L'un des facteurs essentiels de ces différences tient à la présence ou non d'un CHU dans le bassin de vie envisagé : en 2006, selon la DREES, 54 % des effectifs médicaux étaient installés au sein d'un pôle urbain situé dans la zone d'activité d'un CHU. Pour ces zones, l'évolution de la démographie médicale devrait être positive. Dans les zones autres que les pôles urbains avec CHU, le nombre de médecins en activité devrait se réduire par rapport à la situation actuelle. Enfin, les zones rurales, qui regroupaient 8 % des médecins, devraient être confrontées à une diminution de 25 % du nombre de médecins en activité.

Par ailleurs, pour beaucoup de praticiens, en particulier des spécialistes, l'exercice en zone urbaine est préféré à l'exercice en zone rurale pour des raisons :

- de choix de vie : à titre privé, ces professionnels préfèrent généralement vivre en ville pour un meilleur accès aux loisirs, la scolarisation des enfants... ;

- d'emploi du conjoint : le temps n'est plus où le médecin était le seul à travailler dans son couple.
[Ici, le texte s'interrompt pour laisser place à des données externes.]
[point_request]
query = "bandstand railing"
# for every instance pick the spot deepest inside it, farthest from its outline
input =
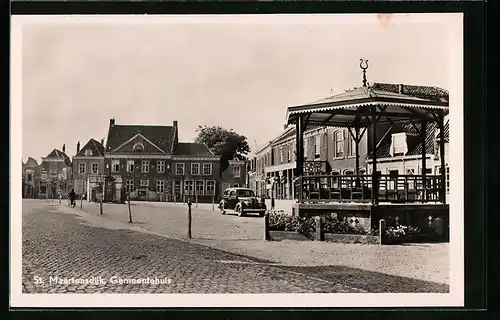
(358, 188)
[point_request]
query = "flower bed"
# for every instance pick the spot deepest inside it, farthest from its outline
(283, 226)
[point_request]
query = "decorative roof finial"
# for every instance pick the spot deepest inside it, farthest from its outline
(364, 69)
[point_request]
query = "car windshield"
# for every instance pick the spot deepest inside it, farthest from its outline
(245, 193)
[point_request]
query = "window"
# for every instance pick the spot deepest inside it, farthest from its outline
(352, 147)
(447, 179)
(115, 165)
(177, 188)
(207, 169)
(188, 187)
(138, 147)
(237, 171)
(398, 146)
(179, 169)
(130, 165)
(130, 185)
(160, 186)
(317, 146)
(145, 166)
(210, 187)
(199, 187)
(339, 143)
(160, 166)
(305, 148)
(195, 169)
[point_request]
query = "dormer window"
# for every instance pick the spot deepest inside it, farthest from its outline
(138, 147)
(399, 145)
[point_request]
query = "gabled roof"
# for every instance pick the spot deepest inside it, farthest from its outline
(94, 145)
(193, 149)
(58, 154)
(414, 145)
(31, 162)
(161, 136)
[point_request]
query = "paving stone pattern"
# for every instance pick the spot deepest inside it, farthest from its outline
(60, 244)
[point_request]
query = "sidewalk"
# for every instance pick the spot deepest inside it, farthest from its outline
(429, 262)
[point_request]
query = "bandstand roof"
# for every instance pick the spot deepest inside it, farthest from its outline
(394, 103)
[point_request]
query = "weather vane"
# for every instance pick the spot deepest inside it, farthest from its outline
(364, 69)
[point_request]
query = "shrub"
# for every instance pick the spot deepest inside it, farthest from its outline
(399, 230)
(284, 222)
(333, 225)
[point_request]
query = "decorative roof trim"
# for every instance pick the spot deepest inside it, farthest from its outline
(135, 136)
(195, 158)
(88, 158)
(310, 109)
(137, 156)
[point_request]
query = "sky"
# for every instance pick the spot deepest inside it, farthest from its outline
(240, 73)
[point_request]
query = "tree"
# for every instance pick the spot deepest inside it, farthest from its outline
(226, 143)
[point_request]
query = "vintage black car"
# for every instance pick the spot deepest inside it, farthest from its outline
(242, 201)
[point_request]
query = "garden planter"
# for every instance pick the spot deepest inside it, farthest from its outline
(351, 238)
(275, 235)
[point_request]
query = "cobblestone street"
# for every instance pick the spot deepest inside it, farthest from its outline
(57, 244)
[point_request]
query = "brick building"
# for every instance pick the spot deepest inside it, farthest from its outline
(329, 150)
(235, 175)
(55, 174)
(149, 163)
(31, 179)
(88, 169)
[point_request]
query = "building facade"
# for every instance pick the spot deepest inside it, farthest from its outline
(88, 170)
(236, 175)
(31, 179)
(149, 163)
(332, 150)
(55, 175)
(196, 173)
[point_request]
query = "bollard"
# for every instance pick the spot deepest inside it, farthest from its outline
(267, 236)
(129, 210)
(189, 218)
(320, 232)
(439, 227)
(382, 226)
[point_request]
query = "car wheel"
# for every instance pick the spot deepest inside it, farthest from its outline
(238, 210)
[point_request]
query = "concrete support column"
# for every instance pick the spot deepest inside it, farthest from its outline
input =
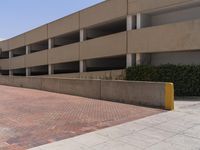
(142, 21)
(10, 73)
(50, 43)
(129, 56)
(50, 66)
(82, 66)
(10, 56)
(50, 69)
(82, 35)
(28, 73)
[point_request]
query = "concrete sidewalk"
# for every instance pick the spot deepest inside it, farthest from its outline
(175, 130)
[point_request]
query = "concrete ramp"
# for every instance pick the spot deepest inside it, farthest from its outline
(153, 94)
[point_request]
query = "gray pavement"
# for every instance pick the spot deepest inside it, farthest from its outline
(174, 130)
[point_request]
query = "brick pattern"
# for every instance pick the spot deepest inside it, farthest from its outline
(30, 118)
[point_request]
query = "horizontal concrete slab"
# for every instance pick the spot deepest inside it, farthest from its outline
(153, 94)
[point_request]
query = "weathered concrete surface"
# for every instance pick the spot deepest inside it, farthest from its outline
(140, 93)
(175, 130)
(29, 118)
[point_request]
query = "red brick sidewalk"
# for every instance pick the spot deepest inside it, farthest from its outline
(30, 118)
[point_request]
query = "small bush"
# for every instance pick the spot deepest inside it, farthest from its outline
(186, 78)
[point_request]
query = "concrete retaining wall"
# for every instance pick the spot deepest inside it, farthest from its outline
(153, 94)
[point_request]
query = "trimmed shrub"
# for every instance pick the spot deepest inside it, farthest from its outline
(186, 78)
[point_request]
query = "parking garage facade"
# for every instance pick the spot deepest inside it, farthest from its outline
(109, 36)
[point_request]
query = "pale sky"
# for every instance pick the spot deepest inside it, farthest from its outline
(19, 16)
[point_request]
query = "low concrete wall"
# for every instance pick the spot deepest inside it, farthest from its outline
(153, 94)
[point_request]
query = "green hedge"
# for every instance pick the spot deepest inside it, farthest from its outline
(186, 78)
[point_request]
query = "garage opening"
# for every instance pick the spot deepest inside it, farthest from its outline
(66, 39)
(69, 67)
(19, 51)
(4, 55)
(39, 46)
(19, 72)
(39, 70)
(109, 63)
(106, 29)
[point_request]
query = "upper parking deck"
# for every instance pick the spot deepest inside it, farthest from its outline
(103, 12)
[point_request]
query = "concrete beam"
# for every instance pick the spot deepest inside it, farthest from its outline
(50, 43)
(50, 69)
(82, 66)
(142, 21)
(82, 35)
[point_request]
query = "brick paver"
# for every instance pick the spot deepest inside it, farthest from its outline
(30, 118)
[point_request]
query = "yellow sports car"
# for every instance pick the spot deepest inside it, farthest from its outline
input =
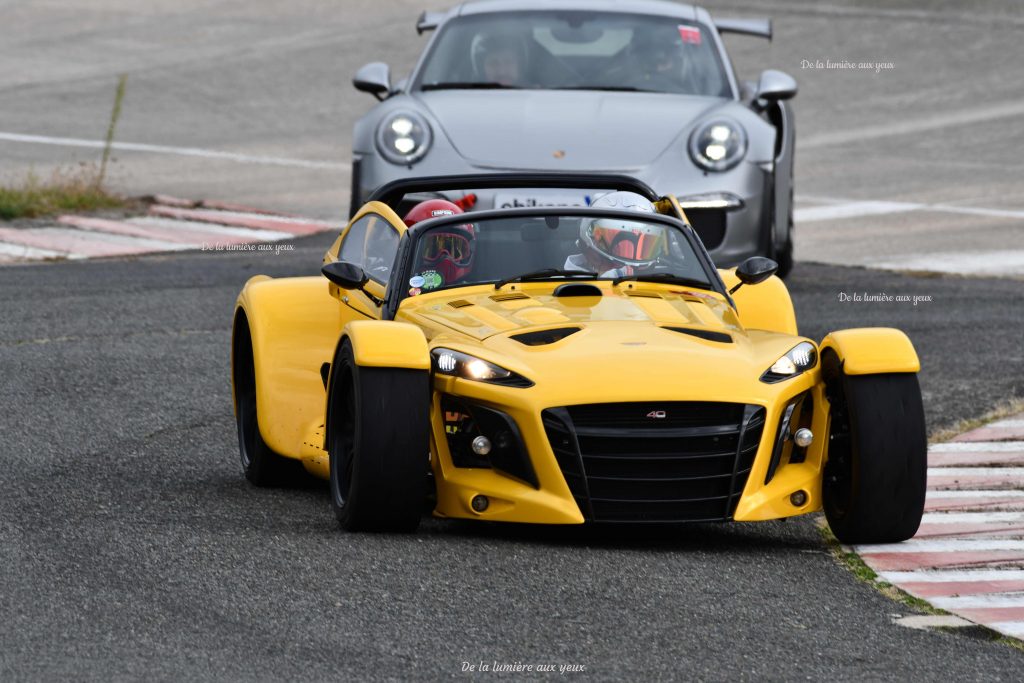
(566, 365)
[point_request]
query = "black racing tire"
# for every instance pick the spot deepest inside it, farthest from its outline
(260, 464)
(875, 479)
(379, 444)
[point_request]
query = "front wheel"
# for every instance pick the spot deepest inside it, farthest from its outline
(378, 444)
(876, 476)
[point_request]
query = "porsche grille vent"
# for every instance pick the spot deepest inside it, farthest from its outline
(512, 296)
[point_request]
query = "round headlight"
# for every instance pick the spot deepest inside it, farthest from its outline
(718, 145)
(403, 137)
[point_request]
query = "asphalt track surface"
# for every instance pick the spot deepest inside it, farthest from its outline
(133, 548)
(130, 545)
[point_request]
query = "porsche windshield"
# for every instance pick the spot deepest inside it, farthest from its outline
(574, 50)
(563, 247)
Les conjoints des médecins souhaitent travailler et la quête d'un emploi est évidemment plus aisée en ville qu'en zone rurale ;

- de rentabilité, pour ceux qui optent pour un exercice à titre libéral. Le plateau technique nécessaire à l'exercice de certaines professions (dentiste, cardiologues...) correspond à un investissement dont l'amortissement est bien plus aisé dans les villes. Ce phénomène est lié à une autre tendance, également observée : celle des médecins à se regrouper, ne serait-ce que pour réaliser des économies d'échelle dans les investissements ou par la mutualisation des assistants.

Circonstance aggravante, cette évolution touche également les établissements de santé. L'ONDPS a mis en exergue de nombreuses vacances de postes hospitaliers : les petits hôpitaux ont de plus en plus de mal à pourvoir les postes, ce qui affecte durablement le fonctionnement de certains services.

Pour autant, il serait erroné de réduire le champ de la fracture médicale à une opposition entre les zones urbaines et les zones rurales. Toutes les zones rurales, heureusement, ne sont pas menacées de désertification. Inversement, de nombreux secteurs, situés dans des zones urbaines, subissent, en raison notamment d'un climat d'insécurité, un exode de professionnels conduisant à les considérer comme des zones déjà sous-médicalisées ou en passe de l'être.


* 2 « Offre de soins : comment réduire la fracture territoriale ? », rapport d'information fait par M. Jean-Marc Juilhard au nom de la commission des Affaires sociales (Sénat, 2007-2008, n° 14).